Here's a summary of the filtering and subsetting options available for VCF files. See genocat for more information.

Option Effect

--downsample Show only one in every X variants

--regions -r Exclude or include certain genomic regions

--regions-file -R Like --regions, but list of regions is specified in a file

--grep Show only variants containing the specified string

--grep-w -g Like --grep, but match whole words

--lines -n Show only a variants from given range of line numbers

--head Show only a certain number of variants from the start of the file

--tail Show only a certain number of variants from the end of the file

--no-header Show only the variants - exclude the VCF header

--header-only Show only the VCF header - exclude the variants

--header-one -1 Show only the the #CHROM line of the VCF header and the variants

--samples -s Show a subset of samples

--drop-genotypes -G Output the data without the samples and FORMAT column

--GT-only Within samples output only genotype (GT) data - dropping the other tags

--snps-only Drop variants that are not a Single Nucleotide Polymorphism (SNP)

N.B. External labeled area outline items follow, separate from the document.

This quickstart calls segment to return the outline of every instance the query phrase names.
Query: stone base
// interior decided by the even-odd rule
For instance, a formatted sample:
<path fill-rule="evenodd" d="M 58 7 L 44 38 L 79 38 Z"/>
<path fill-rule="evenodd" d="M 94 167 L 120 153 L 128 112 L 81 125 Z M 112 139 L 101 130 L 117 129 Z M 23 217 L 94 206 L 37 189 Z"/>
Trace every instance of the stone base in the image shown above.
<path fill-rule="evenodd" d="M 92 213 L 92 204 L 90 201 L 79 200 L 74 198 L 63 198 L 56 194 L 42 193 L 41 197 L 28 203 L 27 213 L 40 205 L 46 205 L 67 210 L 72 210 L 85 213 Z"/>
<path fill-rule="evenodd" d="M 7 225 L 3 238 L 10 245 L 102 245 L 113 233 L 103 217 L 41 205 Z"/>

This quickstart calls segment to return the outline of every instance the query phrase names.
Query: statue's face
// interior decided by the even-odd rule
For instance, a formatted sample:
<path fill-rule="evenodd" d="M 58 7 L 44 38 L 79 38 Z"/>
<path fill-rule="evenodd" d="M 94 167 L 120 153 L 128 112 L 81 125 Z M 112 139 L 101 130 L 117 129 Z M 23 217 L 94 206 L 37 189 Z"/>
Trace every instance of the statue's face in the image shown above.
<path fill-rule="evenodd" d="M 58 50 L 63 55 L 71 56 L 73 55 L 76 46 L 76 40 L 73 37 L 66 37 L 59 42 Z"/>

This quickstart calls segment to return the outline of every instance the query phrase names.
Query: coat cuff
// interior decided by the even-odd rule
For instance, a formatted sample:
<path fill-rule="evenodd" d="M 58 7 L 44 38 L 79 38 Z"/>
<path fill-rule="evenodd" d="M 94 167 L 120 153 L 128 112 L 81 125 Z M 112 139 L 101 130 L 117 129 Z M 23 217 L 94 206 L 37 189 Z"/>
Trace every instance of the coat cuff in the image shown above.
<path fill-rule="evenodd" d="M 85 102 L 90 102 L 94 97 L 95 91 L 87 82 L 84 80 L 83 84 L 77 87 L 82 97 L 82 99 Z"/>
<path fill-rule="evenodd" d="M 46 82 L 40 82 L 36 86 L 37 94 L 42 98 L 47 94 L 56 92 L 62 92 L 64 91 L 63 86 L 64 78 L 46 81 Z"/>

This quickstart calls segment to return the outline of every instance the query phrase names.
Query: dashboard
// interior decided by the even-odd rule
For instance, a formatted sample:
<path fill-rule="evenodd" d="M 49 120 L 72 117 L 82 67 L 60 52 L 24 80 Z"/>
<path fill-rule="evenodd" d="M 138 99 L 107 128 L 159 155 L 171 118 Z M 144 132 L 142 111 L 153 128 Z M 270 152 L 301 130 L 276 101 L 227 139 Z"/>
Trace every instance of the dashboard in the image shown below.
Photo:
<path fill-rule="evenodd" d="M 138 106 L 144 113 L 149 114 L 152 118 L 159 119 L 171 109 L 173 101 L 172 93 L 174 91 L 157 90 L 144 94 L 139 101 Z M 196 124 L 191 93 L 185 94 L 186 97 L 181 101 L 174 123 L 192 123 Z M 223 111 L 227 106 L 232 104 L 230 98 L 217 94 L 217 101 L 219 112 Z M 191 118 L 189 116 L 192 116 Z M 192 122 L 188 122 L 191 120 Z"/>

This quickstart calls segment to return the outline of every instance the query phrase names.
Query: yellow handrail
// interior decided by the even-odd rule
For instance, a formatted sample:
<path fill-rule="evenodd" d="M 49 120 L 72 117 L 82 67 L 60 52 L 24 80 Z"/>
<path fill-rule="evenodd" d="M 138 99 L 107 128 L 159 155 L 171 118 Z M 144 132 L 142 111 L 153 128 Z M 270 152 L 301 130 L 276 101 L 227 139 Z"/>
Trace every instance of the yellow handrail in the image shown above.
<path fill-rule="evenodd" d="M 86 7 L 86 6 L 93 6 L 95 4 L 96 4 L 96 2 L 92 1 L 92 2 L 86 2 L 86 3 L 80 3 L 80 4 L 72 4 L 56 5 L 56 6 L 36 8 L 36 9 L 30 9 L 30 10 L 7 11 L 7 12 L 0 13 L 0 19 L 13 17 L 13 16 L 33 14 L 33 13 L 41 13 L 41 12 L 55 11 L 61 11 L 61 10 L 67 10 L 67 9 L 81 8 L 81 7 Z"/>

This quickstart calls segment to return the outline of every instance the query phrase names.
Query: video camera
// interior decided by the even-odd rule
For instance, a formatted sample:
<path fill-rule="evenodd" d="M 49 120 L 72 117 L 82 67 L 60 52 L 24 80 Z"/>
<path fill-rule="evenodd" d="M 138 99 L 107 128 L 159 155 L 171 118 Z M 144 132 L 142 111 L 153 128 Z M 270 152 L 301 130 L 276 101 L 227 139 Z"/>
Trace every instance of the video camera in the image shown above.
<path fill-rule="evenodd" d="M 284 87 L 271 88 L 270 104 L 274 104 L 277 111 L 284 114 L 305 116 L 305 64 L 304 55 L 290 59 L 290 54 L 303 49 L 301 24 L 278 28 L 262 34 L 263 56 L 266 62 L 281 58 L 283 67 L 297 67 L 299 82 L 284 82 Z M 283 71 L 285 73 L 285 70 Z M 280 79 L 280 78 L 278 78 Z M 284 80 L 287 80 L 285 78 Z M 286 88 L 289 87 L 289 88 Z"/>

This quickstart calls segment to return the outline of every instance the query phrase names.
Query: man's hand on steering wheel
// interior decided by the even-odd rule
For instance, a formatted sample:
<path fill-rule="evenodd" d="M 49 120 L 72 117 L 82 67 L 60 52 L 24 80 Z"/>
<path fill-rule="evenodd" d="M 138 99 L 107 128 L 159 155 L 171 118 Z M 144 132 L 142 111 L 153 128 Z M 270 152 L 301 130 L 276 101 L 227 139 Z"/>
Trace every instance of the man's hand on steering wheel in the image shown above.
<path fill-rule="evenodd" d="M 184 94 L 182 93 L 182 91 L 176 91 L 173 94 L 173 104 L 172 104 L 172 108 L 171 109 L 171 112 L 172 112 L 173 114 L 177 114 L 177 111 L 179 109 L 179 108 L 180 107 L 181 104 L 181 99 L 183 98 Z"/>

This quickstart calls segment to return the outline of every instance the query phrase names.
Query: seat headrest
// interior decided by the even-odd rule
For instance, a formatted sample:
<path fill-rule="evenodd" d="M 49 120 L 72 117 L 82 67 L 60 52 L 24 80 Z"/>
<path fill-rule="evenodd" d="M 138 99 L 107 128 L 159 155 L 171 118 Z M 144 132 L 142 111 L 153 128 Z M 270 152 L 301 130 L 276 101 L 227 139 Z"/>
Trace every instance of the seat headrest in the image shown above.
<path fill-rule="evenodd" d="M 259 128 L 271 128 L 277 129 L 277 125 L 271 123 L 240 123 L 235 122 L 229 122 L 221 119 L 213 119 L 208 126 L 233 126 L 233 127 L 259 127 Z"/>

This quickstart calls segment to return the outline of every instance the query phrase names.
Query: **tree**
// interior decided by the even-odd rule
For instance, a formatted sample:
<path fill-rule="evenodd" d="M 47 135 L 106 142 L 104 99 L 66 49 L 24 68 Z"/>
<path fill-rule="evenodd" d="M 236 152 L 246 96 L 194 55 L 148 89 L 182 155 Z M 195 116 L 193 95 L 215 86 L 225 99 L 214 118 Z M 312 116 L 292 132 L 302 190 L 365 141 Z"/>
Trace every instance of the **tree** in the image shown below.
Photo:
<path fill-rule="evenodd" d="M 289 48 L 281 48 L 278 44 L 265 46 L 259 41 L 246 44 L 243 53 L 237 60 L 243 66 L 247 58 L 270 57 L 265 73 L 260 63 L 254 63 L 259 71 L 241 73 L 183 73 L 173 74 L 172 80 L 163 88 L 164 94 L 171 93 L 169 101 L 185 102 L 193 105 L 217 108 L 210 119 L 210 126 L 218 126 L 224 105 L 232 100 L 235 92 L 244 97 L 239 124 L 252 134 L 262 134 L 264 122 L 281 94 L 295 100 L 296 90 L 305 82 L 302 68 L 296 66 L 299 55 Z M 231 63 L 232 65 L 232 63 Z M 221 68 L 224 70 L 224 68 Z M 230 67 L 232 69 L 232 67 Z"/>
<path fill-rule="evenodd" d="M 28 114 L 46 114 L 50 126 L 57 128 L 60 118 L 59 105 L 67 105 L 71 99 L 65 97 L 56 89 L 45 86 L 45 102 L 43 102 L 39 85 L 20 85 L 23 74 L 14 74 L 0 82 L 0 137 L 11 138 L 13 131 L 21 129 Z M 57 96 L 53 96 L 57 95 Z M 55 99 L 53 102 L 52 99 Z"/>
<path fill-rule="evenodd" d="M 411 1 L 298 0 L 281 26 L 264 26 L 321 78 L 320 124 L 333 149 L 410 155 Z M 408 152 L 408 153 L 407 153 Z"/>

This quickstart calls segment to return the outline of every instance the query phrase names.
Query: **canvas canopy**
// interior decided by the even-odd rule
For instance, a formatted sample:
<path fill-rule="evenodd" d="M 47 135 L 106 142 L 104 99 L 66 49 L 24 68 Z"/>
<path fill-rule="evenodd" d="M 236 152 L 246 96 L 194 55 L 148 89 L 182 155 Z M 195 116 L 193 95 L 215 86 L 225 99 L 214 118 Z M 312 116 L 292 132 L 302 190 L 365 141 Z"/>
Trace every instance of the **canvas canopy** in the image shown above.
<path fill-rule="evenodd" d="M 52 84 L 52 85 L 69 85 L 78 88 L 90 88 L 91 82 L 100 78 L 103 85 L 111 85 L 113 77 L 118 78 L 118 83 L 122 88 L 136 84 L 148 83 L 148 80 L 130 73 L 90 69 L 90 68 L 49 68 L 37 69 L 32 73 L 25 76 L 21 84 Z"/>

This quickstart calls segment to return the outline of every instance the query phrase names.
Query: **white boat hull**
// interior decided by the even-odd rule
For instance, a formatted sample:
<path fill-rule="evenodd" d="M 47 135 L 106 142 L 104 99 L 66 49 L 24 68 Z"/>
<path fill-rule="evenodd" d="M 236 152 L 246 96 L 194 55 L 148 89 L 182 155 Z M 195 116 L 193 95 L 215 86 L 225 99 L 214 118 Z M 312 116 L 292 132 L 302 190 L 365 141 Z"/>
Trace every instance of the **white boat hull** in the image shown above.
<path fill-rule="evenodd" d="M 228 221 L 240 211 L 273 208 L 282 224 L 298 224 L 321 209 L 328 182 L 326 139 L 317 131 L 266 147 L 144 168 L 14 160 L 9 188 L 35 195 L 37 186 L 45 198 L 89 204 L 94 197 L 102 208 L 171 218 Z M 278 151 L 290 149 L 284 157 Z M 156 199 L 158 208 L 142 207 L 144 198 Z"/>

--indels-only Drop variants that are not Insertions or Deletions (indel)

Note: in multi-sample files with with INFO fields that contain aggregate data across all samples, subsetting with --drop-genotypes, --GT-only or --samples, will not update the INFO fields. In the case of INFO/DP, it will show -1. To avoid showing -1 in INFO/DP when subsetting, use the --secure-DP option when compressing the file.